Great interview with Ta-Nahisi Coates, one of the country’s foremost thinkers and writers on race, and a brilliant prose stylist. Here he is talking about the creative process, writing in his case. Really terrific, really important insights. It’s worth watching the video, but I know some of y’all (I see you!) don’t like to watch videos online, so I have transcribed some it here (although the whole thing is worth watching, it’s about three and a half minutes.):
When I came to the Atlantic I was in a very frustrating period because I knew what kind of writer I wanted to be. I was not becoming that writer. I was looking for a breakthrough and I was not finding that breakthrough. I was banging my head against the wall and nothing was coming out. I would say it was very depressing. So, in my first year here I actually had to finish my first book, my only book, and I had to write my first story for the Atlantic. I had to write an 8,000 world piece for the magazine which was absolutely, I mean it was just hell. I was on unemployment at the time, I had just been laid off, and I was under a great degree of stress. I think I gained, like, thirty pounds that summer but what I’m trying to say is that I think breakthroughs come from that sort of stress.
When I got done with that piece, when I got done with that book, I was clear that those were things that I was not capable of doing before. You know, like, the writing was very, very different, the sentences had much more power. And I think a lot of that had to do with the stress I was under, you know, and I think breakthroughs come from putting an inordinate amount of pressure on yourself, like seeing what you can take, and hoping you grow some new muscles. You know, it’s not really that mystical. you know, it’s like repeated practice over and over and over again and then suddenly you become something that you had no idea that you could really be…or you quit the field and just say “I suck.”. That could happen too, but, hopefully you have a breakthrough, you know.
So much that’s important here. I acted in a play at the Magic Theater in San Francisco close to a decade ago. I don’t usually act myself. My main focuses are teaching and directing, but someone approached me about reading for this play, and I decided to do it, and was offered the role. I remember, close to the end of the rehearsal process, after one of the final rehearsals, I was out in the parking lot with some of the other actors, and someone asked the actor who was playing the lead role how she felt. “Like I want to disintegrate into a million pieces.” was her response. But then you know what happened? The production opened to some appreciative notices and audiences.
I don’t know whether the leading actor felt like she grew or not from the experience, but the point is that sooner or later every creative person finds themselves in this sort of crucible of exhaustion and doubt.

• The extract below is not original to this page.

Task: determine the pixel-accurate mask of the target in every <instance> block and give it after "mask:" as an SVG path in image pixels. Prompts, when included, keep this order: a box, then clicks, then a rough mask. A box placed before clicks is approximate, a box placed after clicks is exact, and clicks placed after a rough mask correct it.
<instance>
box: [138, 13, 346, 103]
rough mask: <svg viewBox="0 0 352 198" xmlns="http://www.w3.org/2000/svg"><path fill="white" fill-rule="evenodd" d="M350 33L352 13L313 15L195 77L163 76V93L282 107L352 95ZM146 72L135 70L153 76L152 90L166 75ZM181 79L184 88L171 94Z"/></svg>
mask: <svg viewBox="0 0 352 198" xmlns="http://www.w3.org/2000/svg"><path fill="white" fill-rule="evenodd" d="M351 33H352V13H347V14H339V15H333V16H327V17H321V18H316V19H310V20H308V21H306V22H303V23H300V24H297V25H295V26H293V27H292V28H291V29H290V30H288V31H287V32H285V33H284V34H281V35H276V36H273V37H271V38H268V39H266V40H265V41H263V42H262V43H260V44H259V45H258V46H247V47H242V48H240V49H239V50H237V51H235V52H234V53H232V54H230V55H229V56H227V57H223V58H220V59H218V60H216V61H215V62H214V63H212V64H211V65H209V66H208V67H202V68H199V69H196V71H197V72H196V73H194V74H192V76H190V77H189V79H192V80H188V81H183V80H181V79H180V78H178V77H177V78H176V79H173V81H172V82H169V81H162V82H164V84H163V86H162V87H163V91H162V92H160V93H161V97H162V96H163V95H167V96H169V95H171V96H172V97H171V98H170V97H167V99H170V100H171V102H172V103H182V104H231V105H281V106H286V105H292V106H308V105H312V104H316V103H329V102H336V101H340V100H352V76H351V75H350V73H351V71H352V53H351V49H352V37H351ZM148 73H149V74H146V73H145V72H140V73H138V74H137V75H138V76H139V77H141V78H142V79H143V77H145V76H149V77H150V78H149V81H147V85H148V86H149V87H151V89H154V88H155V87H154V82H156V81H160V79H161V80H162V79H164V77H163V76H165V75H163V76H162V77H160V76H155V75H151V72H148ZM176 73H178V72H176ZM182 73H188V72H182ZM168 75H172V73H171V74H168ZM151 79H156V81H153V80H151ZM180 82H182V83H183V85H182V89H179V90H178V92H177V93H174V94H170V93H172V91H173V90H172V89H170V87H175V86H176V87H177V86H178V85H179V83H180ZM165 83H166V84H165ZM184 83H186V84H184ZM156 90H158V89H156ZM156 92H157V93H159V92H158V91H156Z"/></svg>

What’s important about what Coates is saying is that such episodes are necessary to have breakthroughs. I think Coates’ insight is a healthy and necessary corrective to the attitude that many people aspiring to acting careers have. They aren’t ready for it to be hard. And acting teachers who assure actors that they don’t need to rehearse or prepare, but simply need to “be in the moment” and “follow their instincts” and take to heart other such banalities, aren’t helping matters. This profession will test you, in all kinds of ways. Finding work will test you, and then doing the work will test you. It will push you to the breaking point. And this a good thing, according to Coates. Einstein: “Adversity introduces a man to himself.” It introduces us to strengths that we didn’t now we had and to liabilities to which we had been turning a blind eye.

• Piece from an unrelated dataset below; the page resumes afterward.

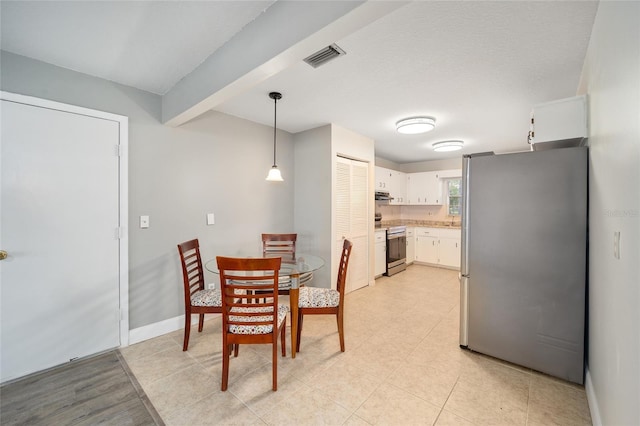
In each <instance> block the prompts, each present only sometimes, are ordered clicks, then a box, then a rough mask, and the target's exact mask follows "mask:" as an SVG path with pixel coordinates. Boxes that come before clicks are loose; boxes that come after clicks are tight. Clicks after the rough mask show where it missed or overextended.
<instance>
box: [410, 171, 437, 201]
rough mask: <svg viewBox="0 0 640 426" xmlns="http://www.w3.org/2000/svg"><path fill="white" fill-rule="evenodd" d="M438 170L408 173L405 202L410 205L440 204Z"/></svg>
mask: <svg viewBox="0 0 640 426" xmlns="http://www.w3.org/2000/svg"><path fill="white" fill-rule="evenodd" d="M439 173H440V172H420V173H410V174H409V178H408V180H407V182H408V185H407V186H408V188H407V203H406V204H411V205H442V180H441V179H440V175H439Z"/></svg>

This is my experience with directing: it is always an existential crisis and a physical ordeal. And I’m not the only one:
Most people think it’s an interesting career path. It’s not. It’s a terrible waste of your life, making movies. Your life will be sucked into an awful black hole of nothing but unpleasant things going on. “How should I go about making my first movie?” If you have to ask me, don’t do it.
Pretty much. And it’s enough to make you ask yourself what the hell you’re doing. But what’s heartening about what Coates is saying is that subjecting yourself to this type of state of siege is necessary to break through and come into your full powers as an artist.

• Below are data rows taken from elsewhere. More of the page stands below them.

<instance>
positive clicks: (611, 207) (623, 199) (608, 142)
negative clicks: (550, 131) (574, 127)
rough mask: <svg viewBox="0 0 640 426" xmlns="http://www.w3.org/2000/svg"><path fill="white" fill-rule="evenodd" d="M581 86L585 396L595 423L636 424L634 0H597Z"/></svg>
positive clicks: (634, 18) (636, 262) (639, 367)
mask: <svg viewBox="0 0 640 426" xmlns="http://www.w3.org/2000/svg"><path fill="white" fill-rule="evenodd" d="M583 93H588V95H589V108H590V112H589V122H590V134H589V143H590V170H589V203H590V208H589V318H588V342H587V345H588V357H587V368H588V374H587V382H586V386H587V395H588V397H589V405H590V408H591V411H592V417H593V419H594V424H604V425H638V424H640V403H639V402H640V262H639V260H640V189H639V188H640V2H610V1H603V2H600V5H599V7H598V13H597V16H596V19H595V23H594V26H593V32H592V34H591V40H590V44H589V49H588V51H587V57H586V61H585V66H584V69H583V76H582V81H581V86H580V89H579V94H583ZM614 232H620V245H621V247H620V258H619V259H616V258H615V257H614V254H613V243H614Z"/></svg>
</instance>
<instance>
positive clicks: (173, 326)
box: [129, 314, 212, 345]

From an NPR story this morning on the effects of Hurricane Katrina on people’s lives, ten years later:
The researchers were able to track down 334 of the study participants who had been living in New Orleans at the study’s start. They found that 10 years after the storm, more than 60 percent of the women in the study had bounced back emotionally to where they were before Katrina. And more than half of these survivors of the storm had gone on to experience significant emotional growth — making positive life changes.
So if you experience this kind of Hurricane-Katrina-of-the-soul moments from time to time, YOU’RE DOING IT RIGHT!
And if you’re not, well, you may be playing things a bit too safe. Or you may not be in the right business.
Some years ago, I became friends with an author and filmmaker who is now completing training to become a Zen monk in South Korea. I told him (this was in 2013) that my most recent production had nearly killed me. “GOOD!” he said.